Am Abend fuhren wir wieder zu unserem Übernachtungsquartier und wurden mit gegrillten hofeigenen Produkten von Lamm und Ziege verköstigt. Im Abendgespräch hatten wir mit unserem Gastgeber die Möglichkeit über die Rückkehrer in unserer Kulturlandschaft Bär, Luchs und Wolf zu diskutieren, über damit verbundene Herausforderungen für Tierhalter und mögliche Lösungsansätze.  

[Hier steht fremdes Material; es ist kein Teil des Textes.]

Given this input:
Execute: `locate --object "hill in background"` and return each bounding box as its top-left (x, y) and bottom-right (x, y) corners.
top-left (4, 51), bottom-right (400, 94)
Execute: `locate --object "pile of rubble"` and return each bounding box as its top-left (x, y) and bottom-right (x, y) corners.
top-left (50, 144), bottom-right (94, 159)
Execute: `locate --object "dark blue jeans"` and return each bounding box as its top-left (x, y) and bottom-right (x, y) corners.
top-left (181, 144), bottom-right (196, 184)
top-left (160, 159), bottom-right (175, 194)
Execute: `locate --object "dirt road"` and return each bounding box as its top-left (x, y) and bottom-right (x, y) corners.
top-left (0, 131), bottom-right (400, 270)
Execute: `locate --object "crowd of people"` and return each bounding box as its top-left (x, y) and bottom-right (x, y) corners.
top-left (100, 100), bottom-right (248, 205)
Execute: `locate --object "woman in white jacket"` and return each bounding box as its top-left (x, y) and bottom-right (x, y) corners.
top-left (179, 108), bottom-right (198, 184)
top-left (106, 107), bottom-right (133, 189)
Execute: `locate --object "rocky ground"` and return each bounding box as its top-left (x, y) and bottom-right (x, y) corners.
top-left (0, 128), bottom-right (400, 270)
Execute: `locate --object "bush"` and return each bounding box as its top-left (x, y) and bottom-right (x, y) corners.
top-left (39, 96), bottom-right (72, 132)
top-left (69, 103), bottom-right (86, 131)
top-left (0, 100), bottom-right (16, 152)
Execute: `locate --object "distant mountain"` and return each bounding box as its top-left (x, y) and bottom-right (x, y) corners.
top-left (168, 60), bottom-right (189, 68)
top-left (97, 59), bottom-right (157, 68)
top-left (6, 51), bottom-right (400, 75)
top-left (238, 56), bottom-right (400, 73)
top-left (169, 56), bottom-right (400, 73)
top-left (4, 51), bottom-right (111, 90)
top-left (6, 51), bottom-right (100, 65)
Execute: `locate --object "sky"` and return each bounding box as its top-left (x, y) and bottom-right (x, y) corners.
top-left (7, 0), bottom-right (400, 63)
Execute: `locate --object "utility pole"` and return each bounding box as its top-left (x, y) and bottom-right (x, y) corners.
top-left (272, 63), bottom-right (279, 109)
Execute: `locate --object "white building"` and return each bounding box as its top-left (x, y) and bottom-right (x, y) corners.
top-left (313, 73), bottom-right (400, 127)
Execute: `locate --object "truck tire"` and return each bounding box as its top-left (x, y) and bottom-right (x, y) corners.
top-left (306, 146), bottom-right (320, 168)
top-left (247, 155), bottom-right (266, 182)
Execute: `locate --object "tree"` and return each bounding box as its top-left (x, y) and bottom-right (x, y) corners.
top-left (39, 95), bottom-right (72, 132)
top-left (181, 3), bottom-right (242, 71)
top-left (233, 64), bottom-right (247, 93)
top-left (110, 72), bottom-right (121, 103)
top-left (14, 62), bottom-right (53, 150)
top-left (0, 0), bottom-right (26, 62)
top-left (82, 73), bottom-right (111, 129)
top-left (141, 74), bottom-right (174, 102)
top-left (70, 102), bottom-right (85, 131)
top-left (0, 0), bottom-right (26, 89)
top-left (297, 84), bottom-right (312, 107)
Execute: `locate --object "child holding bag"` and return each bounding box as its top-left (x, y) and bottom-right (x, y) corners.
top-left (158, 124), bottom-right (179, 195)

Unser letzter Exkursionstag stand unter dem Motto „Naturressourcen nachhaltig nutzen – Regionalentwicklung im Biosphärengebiet Schwarzwald“. Als erstes besuchten wir die Rindererzeugergemeinschaft Gersbach/Wiesental. Dort bekamen wir einen Einblick in die Bedeutung von Nebenerwerbslandwirtschaft für die Offenhaltung der dortigen Landschaft. Am Nachmitttag trafen wir uns mit Herrn Bürgermeister Schönbett, von der Gemeinde Kleines Wiesental. Er erläuterte uns den Entstehungsprozess des jungen Biosphärengebiets und damit verbundene Entwicklungsperspektiven für die Gemeinden. Es wurde besonders deutlich, dass innovative Ansätze für eine zukunftsfähige Entwicklung der Gemeinden und ihrer Landschaft erforderlich sind.  
Mit diesen vielen spannenden Eindrücken fuhren wir am Abend zurück nach Freising zurück, um die gewonnen Erkenntnissen bis zu Semesterende in unsere Referate einfließen zu lassen.